El Puertito, durante las fiestas de San Juan

Hace casi treinta años llegué a la Isla Baja, a Los Silos. En esa época, ir a la Piedra de los Cochinos, recorrer el Monte del Agua, disfrutar los días previos al día de San Juan… formaban parte de una liturgia de obligado cumplimiento entre los jóvenes de la zona, siguiendo la tradición de sus mayores. Las historias y recuerdos de esos lugares, de esas fechas, formaban parte de la idiosincrasia de la zona.
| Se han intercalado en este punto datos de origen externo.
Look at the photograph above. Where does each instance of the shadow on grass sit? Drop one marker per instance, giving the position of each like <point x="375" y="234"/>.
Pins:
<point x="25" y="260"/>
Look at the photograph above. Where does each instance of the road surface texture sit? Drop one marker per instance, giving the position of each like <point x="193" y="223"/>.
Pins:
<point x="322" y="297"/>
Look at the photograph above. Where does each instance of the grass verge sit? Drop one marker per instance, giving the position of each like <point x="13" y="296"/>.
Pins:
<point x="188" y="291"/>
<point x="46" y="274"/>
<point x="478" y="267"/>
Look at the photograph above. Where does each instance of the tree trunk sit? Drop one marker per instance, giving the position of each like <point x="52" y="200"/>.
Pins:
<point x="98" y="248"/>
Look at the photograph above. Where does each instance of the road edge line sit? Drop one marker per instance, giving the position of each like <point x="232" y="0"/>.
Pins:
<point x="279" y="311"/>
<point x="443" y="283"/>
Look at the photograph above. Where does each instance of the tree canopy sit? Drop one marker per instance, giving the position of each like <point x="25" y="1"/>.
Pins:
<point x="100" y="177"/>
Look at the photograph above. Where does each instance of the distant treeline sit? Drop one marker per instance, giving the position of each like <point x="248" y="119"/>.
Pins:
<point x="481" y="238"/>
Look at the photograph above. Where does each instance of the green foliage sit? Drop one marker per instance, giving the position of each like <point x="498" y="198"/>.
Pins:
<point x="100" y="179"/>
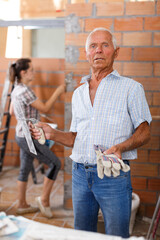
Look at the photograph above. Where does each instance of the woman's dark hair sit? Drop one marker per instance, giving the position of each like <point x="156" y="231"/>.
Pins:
<point x="17" y="67"/>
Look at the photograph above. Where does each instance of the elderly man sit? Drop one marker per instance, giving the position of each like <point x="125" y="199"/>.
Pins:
<point x="111" y="111"/>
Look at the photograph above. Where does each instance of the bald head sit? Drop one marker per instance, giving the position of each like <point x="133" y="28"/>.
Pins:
<point x="101" y="29"/>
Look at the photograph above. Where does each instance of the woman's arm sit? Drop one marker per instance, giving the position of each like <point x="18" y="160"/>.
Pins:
<point x="45" y="107"/>
<point x="11" y="111"/>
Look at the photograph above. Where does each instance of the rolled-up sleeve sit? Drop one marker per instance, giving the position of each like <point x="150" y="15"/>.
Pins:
<point x="138" y="106"/>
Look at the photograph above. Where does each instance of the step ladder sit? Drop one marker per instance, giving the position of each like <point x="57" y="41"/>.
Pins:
<point x="154" y="222"/>
<point x="4" y="116"/>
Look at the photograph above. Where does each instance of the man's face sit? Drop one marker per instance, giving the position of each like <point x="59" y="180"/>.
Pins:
<point x="100" y="52"/>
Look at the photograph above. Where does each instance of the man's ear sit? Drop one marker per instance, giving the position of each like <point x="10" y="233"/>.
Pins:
<point x="116" y="53"/>
<point x="86" y="54"/>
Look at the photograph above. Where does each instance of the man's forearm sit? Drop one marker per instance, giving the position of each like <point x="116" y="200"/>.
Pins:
<point x="64" y="138"/>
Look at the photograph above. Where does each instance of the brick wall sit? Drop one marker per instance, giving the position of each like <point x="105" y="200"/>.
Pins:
<point x="136" y="25"/>
<point x="49" y="74"/>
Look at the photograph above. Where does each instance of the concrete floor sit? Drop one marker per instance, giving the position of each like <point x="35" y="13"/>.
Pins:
<point x="62" y="217"/>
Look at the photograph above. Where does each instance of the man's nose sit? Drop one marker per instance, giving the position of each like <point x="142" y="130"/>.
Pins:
<point x="99" y="49"/>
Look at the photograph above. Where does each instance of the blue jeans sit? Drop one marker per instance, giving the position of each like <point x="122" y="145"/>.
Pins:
<point x="112" y="194"/>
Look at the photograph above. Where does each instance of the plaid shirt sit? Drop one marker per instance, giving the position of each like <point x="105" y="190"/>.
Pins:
<point x="119" y="108"/>
<point x="26" y="96"/>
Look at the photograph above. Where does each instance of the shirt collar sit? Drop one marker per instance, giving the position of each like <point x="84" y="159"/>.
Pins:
<point x="88" y="77"/>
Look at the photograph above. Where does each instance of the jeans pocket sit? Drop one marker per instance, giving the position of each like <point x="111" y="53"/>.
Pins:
<point x="74" y="165"/>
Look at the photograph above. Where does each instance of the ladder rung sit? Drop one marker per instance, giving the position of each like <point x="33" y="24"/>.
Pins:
<point x="1" y="147"/>
<point x="3" y="130"/>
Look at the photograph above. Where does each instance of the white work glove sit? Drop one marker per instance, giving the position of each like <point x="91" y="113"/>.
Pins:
<point x="109" y="164"/>
<point x="103" y="163"/>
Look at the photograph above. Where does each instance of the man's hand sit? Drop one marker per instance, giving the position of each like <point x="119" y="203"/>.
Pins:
<point x="36" y="133"/>
<point x="114" y="150"/>
<point x="109" y="163"/>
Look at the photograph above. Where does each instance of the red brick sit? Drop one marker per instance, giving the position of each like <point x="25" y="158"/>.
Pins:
<point x="118" y="67"/>
<point x="118" y="37"/>
<point x="91" y="23"/>
<point x="77" y="1"/>
<point x="125" y="54"/>
<point x="156" y="98"/>
<point x="137" y="69"/>
<point x="146" y="170"/>
<point x="147" y="197"/>
<point x="146" y="54"/>
<point x="140" y="8"/>
<point x="76" y="39"/>
<point x="156" y="40"/>
<point x="81" y="9"/>
<point x="156" y="68"/>
<point x="82" y="53"/>
<point x="153" y="144"/>
<point x="155" y="128"/>
<point x="110" y="9"/>
<point x="79" y="68"/>
<point x="154" y="184"/>
<point x="154" y="156"/>
<point x="46" y="64"/>
<point x="137" y="39"/>
<point x="128" y="24"/>
<point x="139" y="183"/>
<point x="152" y="23"/>
<point x="58" y="108"/>
<point x="151" y="84"/>
<point x="158" y="7"/>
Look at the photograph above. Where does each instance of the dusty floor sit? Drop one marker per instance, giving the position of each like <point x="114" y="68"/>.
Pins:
<point x="62" y="217"/>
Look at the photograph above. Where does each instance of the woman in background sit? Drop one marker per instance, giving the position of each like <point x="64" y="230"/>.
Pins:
<point x="21" y="74"/>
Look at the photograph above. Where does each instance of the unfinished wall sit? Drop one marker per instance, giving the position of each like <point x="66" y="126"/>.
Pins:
<point x="136" y="25"/>
<point x="49" y="74"/>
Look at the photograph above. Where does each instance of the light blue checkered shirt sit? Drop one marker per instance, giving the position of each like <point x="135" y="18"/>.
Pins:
<point x="119" y="107"/>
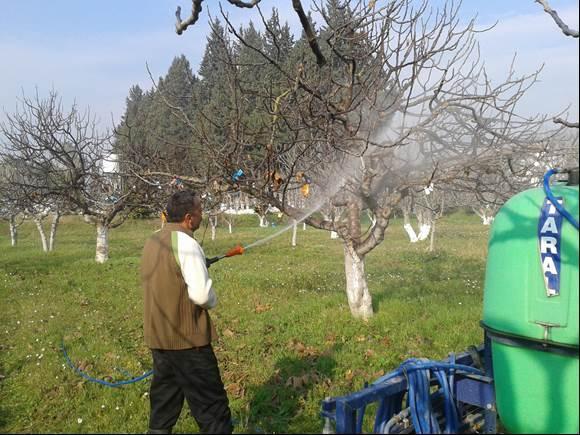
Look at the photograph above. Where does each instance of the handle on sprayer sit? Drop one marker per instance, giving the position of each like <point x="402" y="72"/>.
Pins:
<point x="236" y="250"/>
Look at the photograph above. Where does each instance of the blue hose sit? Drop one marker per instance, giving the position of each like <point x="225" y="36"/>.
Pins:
<point x="100" y="381"/>
<point x="553" y="200"/>
<point x="418" y="375"/>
Nunca me pude imaginar el contexto y el ambiente que pude observar alrededor de los días previos al día de San Juan. Las casetas pegadas al muro de la playa de Garachico, de las calas, de las playas y de los charcos, formaban parte de esos lugares. Me admiraba la organización y el cuidado que se mantenía, y aún se mantiene, por la costa.

Año tras año, esa escena se repetía y formó parte de mis rutinas. En uno de los charcos nos reuníamos la víspera del día de San Juan en torno a una paella, y entre remojón y remojón se iba acercando la noche. Las sardinas y algún que otro chicharro se iban asando mientras se mantenía la tertulia. Durante ese trajín iban apareciendo historias, anécdotas, chistes y cuentos.

En torno al fuego de su voz y de sus relatos, un compañero de centro, un buen amigo de Los Silos, nos deleitaba con sus historias que cabalgaban entre la ficción y la realidad. Los lugares y los personajes parecían de allí mismo; y entre ellas, la que vamos a intentar relatar. Sus ojos abiertos, su voz segura y pausada buscaba nuestra complicidad. Ese día nos contaba que unos de sus vecinos, Juan, hace unos días le había contado que:

«Hace algunos años, casi todos los domingos iba de caza con mi tío José. Uno de esos días, era principio de verano, yo decía Juan— llevaba el reloj que me había regalado mi tío por la Primera Comunión. Desde mi muñeca —contaba él con entusiasmo— se reflejaban los rayos del sol que pasaban entre las hojas finas del pinar. Me sentía orgulloso de ese regalo. A la hora de la comida, por miedo a que se golpeara, me lo quité y lo puse sobre en el suelo protegiéndolo con alguna rama —nos decía Juan—. Ese día, la tertulia era agradable entre los cazadores, pero el tiempo corría. Tuvimos que recoger con alguna prisa, iba cayendo el sol, y teníamos que regresar al pueblo. Cuando llegué a mi casa, me di cuenta que en el brazo me faltaba algo, el reloj se me había quedado en el monte —me decía Juan con disgusto, como si le sucediera en ese momento—. Hace unos días —me decía (ya hoy tiene casi los cuarenta años)—, fui con unos amigos de caza, llevé a mi hijo Sergio. Alrededor del mediodía, el viento ya no se sentía y el silencio formaba parte del paisaje —me contaba Juan—. Paramos bajo un pino para almorzar. Sobre un mantel colocamos la tortilla, algunos trozos de carne ya troceadas, pan, agua, y algo de vino; no faltando alguna manilla de plátano y una bolsa de frutos secos; después del bullicio empezamos a comer. El silencio volvió a reinar, oí un ruido constante, pero con pausa, venía desde lo alto de la copa de uno de los pinos —contaba Juan intentando, mantener la emoción—. Desde lo alto de ese árbol se reflejaba el sol; y el sonido lo oía cada vez más claro —me decía con más emoción—, tic, tac; tic, tac… Busqué un palo largo y alguna piedra pequeña, moví las ramas —Juan le embargaba cada vez más la emoción mientras seguía contando— y cayó el objeto. Era el reloj de mi Primera Comunión que me había regalado mi tío José, y que una rama mientras iba creciendo lo había subido hasta esa altura —me contaba el otro día Juan con una alegría infinita—».

Al finalizar el relato, nuestras risas y miradas se entrecruzaban, y el conflicto entre la realidad y la ficción florecía como casi siempre en las historias que nos contaba nuestro compañero del centro; aunque si se acercan al barrio de Las Vegas, en Granadilla de Abona, allí la realidad se impuso a la ficción. En un pino se colgó una campana hace mucho tiempo, y año tras año va subiendo en altura. Una soga se va anudando y alargando, para que cada año la campana siga llamando a fiesta por el día de Nuestra Señora de la Esperanza, que se encuentra en la ermita muy próxima al pino donde cuelga la campana, que cada año gana en altura.

Y que esta historia se funda con el fuego de la hoguera de San Juan y te llegue, amigo y compañero, allí donde estés.